Then I would like to ponder the question of how he must have felt over recent years as people who had no clue about his talent, life time achievements, sacrifices to get there and sheer intellect repeatedly misrepreresented what he said to promote the agendas of their own egotistical agendas. The issue of egotism seemed central to me. Emil was accused time and time again in various guises of being an egotist and it constantly baffled me. It was actually a constant failure to recognize that he was speaking as an artist speaks about the violin at its highest level of achievement in the classical field. It was all so straightforward yet so often all weI saw was the obsessive pressure of the Internet on people to attack without reflection. We are all in such a godamn rush to get in print at times.
To put it another way, suppose I went to a party and Perlman, Ilya Gringolts, Zahkar Bron etc happened to be present. I would be damn sure of my position in the pecking order and I would be honored to just listen and ask respectful questions when I wasn’t getting in people’s way. Sometimes I really wish others would look at the site a little more like that.
Well, v.commie is now the poorer so I guess I would just like to wish Emil more of the success and happiness he has rightly earned.
BTW Emil, I suspect you need a liver cleanse, seriously.
Alexander Technique is not an exercise program. There is no daily routine one follows until optimum health is reached. Rather, over time one learns a small range of concepts that one can choose to explore through the medium of daily life which is synonymous with movement. (Movement is also thinking, for what it’s worth.) One major concept of AT is end-gaining. This refers to the all too human tendency to take short cuts because we are focused on product or end result rather than how we get there. It is in the –how- we get there that reality -is.- Where we hope to be is not the real world but by fixating on it we are unable to live in the present, unable to see and evaluate what we are really doing with our lives.

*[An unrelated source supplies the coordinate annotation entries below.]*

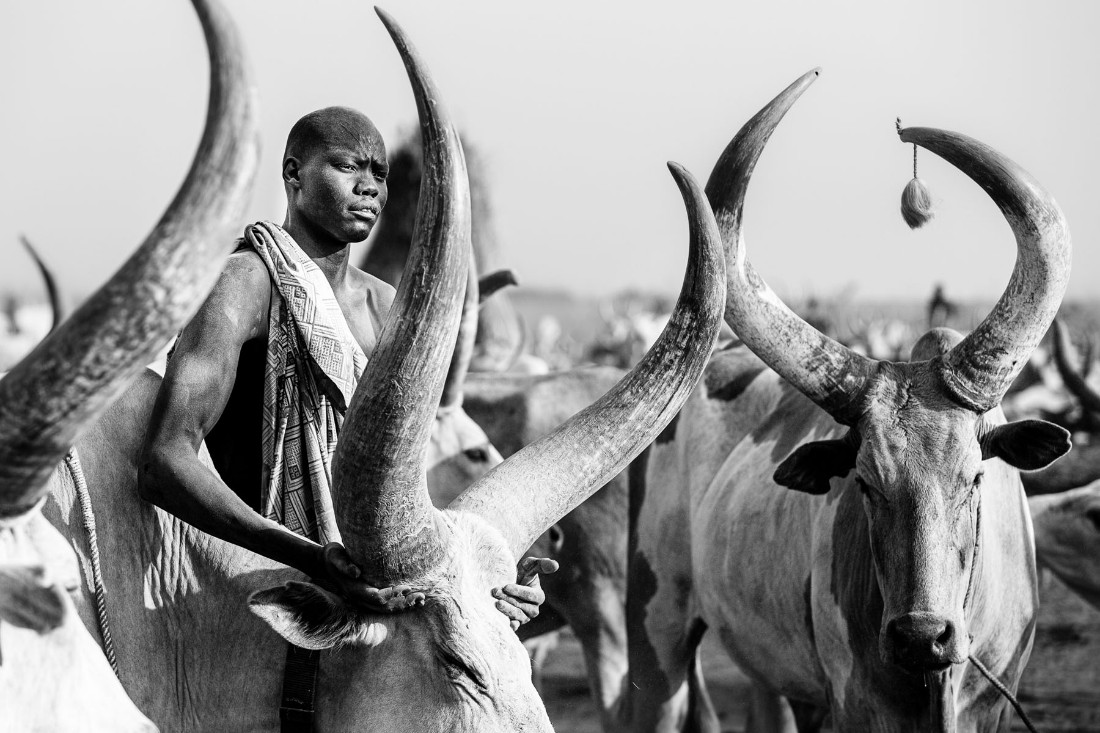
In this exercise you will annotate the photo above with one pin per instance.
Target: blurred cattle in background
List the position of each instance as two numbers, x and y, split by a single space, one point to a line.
1067 537
502 334
629 325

As an example of how easy it is to let the irrational become the norm I am looking back over my driving habits of the last two years. In order to squeeze more time into the morning (to do what?) I have been driving faster and faster, more and more impatiently to school on the nice new major roads thoughtfully constructed for my benefit. Last week I finally got caught in a speed trap. That is no fun here in Japan. I was 30 kph over the limit. Up to 29 kph is a slap on the wrist. That extra one kph turns me into a class A road criminal now facing the Nuremburg trials in slow motion. A lot of money, days of work and standing on street corners waving flags saying don’t speed. Of course, if Laurie sends me a free sweatshirt I’ll wear that for the publicity… Its actually quite amusing since I am about to appear in a major national TV program as concertmaster of an orchestra playing works by a Japanese composer that integrate dancing, traditional instruments and the like. The most famous foreigner face in Japan can now be applauded at the roadside. Cool!;)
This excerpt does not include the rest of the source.